Date kind people, not someone that makes you feel bad, where you end up crying at night.

Even if you're not into hair, beauty, makeup, clothes. Have a routine that makes you feel soothed and special.

It's vital that you feel great about yourself, not all the time, not in bad situations but in general.

It will help you cope when these twisted deceptive people try to encroach in your life.

You'll know you deserve a lot better. You could try...

~Brain teasers or various puzzles~

~Bubbly baths with music or books~

~Experimental dramatic makeup~

~Daring haircuts~

~New swanky clothes~

~Massages~

~A long leisurely walk~

~New bath or face products with heady scents~

~Lay ins or naps~

My point is get to a place in your life, where you know you deserve good things.

Want to know what I envied about my friends and they admired about me?

For me it's easy. They had slender tums and I always wanted that. They were taller than me and bubblier.

They didn't seem to have that deep rooted insecurity that i had.

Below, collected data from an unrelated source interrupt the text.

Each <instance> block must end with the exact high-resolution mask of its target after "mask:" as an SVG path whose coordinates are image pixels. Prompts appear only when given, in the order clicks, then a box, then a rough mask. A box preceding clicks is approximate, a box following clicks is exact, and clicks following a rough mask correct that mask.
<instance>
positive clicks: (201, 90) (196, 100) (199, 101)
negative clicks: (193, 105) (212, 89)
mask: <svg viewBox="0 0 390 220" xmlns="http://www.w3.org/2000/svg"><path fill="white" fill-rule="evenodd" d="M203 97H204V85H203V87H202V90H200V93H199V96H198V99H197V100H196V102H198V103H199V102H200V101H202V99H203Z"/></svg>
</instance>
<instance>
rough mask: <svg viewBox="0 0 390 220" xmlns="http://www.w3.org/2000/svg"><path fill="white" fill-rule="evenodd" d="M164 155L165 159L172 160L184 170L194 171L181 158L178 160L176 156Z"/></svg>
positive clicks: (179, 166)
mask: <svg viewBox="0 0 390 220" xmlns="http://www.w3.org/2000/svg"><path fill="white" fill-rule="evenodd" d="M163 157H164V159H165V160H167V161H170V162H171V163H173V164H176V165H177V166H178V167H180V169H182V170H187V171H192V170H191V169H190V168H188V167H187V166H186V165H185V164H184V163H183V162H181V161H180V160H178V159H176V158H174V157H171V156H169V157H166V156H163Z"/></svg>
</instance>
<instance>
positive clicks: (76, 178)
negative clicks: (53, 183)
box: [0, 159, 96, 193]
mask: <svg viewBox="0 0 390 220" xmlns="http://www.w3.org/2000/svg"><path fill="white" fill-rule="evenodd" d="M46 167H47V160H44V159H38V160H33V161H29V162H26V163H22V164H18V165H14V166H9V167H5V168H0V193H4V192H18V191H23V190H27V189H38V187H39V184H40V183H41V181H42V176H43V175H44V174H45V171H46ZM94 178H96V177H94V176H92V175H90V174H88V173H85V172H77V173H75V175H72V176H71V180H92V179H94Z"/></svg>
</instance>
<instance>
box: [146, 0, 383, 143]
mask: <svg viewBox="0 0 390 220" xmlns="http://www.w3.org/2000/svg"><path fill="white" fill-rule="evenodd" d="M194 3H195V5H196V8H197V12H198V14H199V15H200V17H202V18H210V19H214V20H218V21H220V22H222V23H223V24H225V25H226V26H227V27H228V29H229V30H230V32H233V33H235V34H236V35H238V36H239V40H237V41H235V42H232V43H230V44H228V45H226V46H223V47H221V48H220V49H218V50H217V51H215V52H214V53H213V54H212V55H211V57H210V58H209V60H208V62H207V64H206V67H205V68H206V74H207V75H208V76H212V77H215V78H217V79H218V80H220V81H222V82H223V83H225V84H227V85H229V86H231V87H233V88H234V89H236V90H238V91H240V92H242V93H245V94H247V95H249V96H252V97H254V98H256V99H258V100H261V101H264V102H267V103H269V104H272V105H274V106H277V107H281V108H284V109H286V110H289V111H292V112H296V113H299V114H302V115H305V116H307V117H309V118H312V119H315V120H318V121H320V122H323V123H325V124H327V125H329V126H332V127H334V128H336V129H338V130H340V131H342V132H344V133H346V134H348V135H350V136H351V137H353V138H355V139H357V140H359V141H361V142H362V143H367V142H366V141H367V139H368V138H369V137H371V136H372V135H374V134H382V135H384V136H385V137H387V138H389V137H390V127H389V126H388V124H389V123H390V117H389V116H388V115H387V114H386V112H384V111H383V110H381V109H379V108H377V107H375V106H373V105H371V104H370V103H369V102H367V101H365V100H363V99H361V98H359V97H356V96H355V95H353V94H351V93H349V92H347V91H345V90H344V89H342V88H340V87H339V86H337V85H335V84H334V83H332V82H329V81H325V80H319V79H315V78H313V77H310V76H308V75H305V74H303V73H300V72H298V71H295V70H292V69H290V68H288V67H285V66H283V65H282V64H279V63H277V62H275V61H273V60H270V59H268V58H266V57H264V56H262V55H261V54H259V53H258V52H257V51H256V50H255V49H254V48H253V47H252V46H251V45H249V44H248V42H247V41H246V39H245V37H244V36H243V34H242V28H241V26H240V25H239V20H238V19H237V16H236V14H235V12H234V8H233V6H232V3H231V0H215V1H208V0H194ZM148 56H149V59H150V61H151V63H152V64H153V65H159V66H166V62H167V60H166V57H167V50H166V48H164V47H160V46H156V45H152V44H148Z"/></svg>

For them, they wanted my ample cleavage, my nose, I'm also wondering if they craved my independent nature.

At one point they were all in disastrous relationships but didn't want to be single, whereas I cut loose unsuitable partners easily. 

I never needed a man, I just wanted one around but my life was just fine without a relationship.

I was my own rock or encourager. I could go on dates with myself and have a blast.